I am trying to remove rows based on multiple list and a related column. The condition is that when the location
string doesn't fall into the list of country
, remove the rows. My current approach is to use np.select
and I wonder if there's a way to make it more succinct or easier to re-use.
Europe = ["London", "Paris", "Berlin"]
Amercia = ["Boston", "New York", "Florida"]
Asia = ["Hong Kong", "Singapore", "Tokyo"]
data = {
"country1": ["Europe", "Asia", "Asia", "Europe", "Europe", "Amercia", "Amercia", "Asia", "Asia", "Europe"],
'location':["London", "London", "Hong Kong", "Hong Kong", "New York", "New York", "Singapore", "Singapore", "London", "London"]}
df = pd.DataFrame(data)
country location
0 Europe London
1 Asia London
2 Asia Hong Kong
3 Europe Hong Kong
4 Europe New York
5 Amercia New York
6 Amercia Singapore
7 Asia Singapore
8 Asia London
9 Europe London
Current approach
conditions = [
(df['location'].str.contains('|'.join(Europe))),
(df['location'].str.contains('|'.join(Amercia))),
(df['location'].str.contains('|'.join(Asia)))]
choices = ["Europe", "Amercia", "Asia"]
df['country2'] = np.select(conditions, choices, default=0)

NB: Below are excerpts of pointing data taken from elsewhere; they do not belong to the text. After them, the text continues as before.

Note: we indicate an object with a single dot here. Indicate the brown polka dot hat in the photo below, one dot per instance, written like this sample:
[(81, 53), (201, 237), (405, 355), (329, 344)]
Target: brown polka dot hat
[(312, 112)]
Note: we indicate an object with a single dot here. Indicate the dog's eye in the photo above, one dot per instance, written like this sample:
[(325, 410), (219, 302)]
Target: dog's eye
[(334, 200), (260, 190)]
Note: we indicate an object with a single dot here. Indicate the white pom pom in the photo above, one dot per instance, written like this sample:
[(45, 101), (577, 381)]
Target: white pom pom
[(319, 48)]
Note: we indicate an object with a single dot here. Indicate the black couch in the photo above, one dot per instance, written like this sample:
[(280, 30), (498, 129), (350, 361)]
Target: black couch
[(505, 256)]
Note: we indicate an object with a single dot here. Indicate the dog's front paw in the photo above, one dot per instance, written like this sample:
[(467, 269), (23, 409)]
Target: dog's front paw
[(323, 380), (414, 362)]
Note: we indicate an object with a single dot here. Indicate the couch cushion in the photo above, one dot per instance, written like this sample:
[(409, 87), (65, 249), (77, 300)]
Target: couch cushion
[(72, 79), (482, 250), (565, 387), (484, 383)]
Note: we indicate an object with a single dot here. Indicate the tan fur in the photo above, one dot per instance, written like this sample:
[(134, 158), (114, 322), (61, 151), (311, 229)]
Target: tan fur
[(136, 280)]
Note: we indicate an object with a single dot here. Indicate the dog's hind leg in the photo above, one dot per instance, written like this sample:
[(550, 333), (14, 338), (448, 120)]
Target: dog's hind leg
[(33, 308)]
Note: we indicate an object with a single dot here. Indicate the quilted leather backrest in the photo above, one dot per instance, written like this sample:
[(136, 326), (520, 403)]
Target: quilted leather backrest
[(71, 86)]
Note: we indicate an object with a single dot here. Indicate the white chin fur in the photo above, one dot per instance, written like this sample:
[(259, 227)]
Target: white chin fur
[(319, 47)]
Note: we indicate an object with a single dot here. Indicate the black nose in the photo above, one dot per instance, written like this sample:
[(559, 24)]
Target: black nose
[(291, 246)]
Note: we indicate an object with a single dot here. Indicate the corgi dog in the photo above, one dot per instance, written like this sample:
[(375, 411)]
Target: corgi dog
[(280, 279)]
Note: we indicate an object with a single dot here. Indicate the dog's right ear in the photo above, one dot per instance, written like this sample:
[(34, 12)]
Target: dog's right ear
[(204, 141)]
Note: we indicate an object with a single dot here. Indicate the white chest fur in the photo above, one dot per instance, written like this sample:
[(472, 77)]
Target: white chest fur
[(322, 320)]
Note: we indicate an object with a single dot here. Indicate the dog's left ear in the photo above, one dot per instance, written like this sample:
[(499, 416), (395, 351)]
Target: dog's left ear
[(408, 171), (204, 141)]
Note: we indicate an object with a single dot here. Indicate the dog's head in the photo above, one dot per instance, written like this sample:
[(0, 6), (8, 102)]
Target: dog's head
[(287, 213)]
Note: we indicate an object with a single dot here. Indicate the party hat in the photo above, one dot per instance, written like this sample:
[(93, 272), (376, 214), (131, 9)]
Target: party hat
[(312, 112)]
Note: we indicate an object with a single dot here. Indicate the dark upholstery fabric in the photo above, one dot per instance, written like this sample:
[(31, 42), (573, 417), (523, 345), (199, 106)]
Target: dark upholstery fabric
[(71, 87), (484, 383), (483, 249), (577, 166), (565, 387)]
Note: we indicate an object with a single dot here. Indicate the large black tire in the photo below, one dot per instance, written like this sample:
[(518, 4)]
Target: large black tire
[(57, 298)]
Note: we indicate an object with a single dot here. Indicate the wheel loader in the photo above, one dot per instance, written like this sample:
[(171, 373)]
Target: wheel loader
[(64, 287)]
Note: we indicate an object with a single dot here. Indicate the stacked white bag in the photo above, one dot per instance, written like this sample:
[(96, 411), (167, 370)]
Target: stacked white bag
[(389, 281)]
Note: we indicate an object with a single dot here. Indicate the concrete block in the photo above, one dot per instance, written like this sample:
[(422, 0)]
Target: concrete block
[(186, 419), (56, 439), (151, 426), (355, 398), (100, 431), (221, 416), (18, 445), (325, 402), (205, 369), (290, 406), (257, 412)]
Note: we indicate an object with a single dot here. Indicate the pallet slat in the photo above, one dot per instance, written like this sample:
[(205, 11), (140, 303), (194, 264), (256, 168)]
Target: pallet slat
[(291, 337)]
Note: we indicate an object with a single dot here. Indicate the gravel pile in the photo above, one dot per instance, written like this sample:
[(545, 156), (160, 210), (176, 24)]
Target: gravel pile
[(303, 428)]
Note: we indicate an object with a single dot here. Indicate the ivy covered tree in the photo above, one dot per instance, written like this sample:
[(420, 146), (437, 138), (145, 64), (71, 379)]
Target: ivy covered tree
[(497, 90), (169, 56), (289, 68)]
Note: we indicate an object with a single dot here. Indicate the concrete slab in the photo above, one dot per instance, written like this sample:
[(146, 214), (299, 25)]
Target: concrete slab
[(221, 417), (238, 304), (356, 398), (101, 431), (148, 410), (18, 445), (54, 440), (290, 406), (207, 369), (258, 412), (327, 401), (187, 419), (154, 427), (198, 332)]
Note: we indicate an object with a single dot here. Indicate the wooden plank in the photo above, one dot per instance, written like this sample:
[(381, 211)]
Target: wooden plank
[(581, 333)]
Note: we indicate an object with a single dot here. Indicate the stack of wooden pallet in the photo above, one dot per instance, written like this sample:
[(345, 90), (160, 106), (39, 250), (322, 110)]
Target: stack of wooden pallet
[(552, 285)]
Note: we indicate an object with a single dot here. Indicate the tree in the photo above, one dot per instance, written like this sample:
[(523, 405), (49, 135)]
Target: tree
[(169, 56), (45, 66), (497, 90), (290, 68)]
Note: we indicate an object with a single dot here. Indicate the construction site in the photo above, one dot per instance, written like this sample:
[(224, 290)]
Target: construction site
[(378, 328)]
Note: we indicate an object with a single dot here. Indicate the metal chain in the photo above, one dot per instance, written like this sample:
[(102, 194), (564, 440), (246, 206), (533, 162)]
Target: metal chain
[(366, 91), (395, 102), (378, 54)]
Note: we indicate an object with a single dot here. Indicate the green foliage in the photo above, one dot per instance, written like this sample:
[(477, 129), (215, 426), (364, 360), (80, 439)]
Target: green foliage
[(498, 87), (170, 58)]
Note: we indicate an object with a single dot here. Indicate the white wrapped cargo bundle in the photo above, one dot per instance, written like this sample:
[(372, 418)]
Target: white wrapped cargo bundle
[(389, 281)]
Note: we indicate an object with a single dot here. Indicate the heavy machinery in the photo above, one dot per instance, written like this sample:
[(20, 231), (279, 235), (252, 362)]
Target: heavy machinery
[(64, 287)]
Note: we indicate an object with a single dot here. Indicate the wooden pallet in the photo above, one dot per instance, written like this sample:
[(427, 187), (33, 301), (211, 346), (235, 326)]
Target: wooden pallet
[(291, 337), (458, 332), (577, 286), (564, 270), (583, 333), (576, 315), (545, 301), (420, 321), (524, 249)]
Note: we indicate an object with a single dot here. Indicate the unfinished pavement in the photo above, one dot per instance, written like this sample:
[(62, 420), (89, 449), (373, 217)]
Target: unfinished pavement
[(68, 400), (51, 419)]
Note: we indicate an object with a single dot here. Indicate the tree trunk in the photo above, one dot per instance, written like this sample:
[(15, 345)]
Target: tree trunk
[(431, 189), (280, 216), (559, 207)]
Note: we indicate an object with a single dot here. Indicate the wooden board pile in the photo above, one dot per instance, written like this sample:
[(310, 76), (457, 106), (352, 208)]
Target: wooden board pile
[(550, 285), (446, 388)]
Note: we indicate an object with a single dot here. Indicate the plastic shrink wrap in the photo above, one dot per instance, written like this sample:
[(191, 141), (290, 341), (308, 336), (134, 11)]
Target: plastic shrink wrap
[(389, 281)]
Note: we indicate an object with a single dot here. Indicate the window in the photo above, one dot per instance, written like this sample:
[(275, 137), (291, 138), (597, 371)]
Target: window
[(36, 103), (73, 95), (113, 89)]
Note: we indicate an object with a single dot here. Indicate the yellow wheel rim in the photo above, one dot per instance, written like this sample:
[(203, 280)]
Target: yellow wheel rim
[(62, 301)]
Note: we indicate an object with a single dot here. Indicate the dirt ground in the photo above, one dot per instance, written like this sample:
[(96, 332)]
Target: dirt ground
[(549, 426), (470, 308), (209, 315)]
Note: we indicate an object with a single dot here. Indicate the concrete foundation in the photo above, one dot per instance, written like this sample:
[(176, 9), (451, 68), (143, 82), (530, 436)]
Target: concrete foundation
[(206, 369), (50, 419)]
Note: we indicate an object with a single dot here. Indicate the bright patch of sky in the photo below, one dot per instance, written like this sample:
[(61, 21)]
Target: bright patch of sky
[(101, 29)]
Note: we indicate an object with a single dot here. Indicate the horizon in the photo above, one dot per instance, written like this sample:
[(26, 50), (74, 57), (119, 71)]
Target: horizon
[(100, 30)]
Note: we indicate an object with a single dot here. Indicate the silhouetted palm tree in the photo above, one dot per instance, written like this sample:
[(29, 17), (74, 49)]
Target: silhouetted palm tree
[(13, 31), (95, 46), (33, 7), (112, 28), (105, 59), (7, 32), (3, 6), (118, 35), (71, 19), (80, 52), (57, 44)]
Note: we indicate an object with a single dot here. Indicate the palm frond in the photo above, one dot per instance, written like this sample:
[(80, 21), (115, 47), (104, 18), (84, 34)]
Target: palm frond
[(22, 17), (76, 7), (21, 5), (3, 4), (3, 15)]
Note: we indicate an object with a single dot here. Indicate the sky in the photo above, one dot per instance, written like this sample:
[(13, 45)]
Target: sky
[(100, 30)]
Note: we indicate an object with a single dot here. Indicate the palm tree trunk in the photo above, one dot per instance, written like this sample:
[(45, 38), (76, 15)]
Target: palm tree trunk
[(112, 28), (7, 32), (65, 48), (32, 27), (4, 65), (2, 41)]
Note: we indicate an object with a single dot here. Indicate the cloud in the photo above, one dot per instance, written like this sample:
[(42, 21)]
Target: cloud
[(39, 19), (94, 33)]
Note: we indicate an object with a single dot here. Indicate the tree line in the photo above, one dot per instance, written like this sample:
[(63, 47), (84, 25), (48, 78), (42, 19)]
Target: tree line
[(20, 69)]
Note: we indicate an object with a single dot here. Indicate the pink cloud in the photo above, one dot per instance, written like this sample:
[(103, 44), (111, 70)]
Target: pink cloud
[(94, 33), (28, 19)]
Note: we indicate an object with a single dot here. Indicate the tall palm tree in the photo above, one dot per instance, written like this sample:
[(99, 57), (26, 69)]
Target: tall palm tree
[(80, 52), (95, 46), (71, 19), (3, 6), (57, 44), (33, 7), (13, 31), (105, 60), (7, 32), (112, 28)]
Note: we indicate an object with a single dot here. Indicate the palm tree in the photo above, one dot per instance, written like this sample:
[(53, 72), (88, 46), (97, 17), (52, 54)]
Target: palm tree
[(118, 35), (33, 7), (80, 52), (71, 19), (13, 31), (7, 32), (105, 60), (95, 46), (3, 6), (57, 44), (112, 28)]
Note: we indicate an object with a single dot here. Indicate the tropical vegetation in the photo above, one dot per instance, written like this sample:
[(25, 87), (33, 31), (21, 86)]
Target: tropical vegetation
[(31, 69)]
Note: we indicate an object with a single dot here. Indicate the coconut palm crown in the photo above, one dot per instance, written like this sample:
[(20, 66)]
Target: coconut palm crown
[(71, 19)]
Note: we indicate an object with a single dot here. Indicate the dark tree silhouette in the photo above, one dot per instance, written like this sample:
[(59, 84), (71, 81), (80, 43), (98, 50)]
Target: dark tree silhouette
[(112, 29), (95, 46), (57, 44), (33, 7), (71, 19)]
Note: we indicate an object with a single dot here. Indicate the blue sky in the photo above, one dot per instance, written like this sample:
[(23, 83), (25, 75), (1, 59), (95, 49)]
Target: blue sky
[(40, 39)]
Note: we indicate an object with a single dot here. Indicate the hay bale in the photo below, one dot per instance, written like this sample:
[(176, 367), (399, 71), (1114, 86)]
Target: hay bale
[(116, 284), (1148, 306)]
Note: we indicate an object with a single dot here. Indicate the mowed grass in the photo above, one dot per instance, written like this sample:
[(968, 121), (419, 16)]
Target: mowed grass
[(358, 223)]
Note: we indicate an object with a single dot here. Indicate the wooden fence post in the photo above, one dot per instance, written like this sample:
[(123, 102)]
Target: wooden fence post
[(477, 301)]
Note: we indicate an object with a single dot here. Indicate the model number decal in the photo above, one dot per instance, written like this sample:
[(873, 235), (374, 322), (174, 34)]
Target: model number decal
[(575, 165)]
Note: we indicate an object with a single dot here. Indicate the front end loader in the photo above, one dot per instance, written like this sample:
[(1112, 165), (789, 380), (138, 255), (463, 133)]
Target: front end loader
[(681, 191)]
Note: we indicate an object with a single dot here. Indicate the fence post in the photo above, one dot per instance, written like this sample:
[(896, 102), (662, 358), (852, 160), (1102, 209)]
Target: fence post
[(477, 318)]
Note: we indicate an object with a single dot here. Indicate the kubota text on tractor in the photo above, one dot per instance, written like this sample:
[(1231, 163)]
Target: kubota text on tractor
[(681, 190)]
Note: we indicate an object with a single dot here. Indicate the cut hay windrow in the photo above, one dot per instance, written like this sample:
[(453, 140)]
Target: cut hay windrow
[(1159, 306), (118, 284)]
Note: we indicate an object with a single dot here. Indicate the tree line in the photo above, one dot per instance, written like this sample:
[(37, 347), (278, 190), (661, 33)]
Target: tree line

df2 = df.query("country1 == country2").reset_index(drop = True)
Expected output:
country location
0 Europe London
1 Asia Hong Kong
2 Amercia New York
3 Asia Singapore
4 Europe London
CodePudding user response:
If possible mapping location
by values from list convertd to flatten dictionaries and comapred with original column use:
d = {"Europe":Europe, "Amercia":Amercia, "Asia":Asia}
d1 = {x:k for k, v in d.items() for x in v}
print (d1)
{'London': 'Europe', 'Paris': 'Europe', 'Berlin': 'Europe',
'Boston': 'Amercia', 'New York': 'Amercia', 'Florida': 'Amercia',
'Hong Kong': 'Asia', 'Singapore': 'Asia', 'Tokyo': 'Asia'}
df1 = df[df['location'].map(d1).eq(df['country1'])].reset_index(drop = True)
print (df1)
country1 location
0 Europe London
1 Asia Hong Kong
2 Amercia New York
3 Asia Singapore
4 Europe London
If possible substring in original column is possible test first matched value by dictionary:
df1 = df[df['location'].str.extract(f'({"|".join(d1)})', expand=False).map(d1).eq(df['country1'])]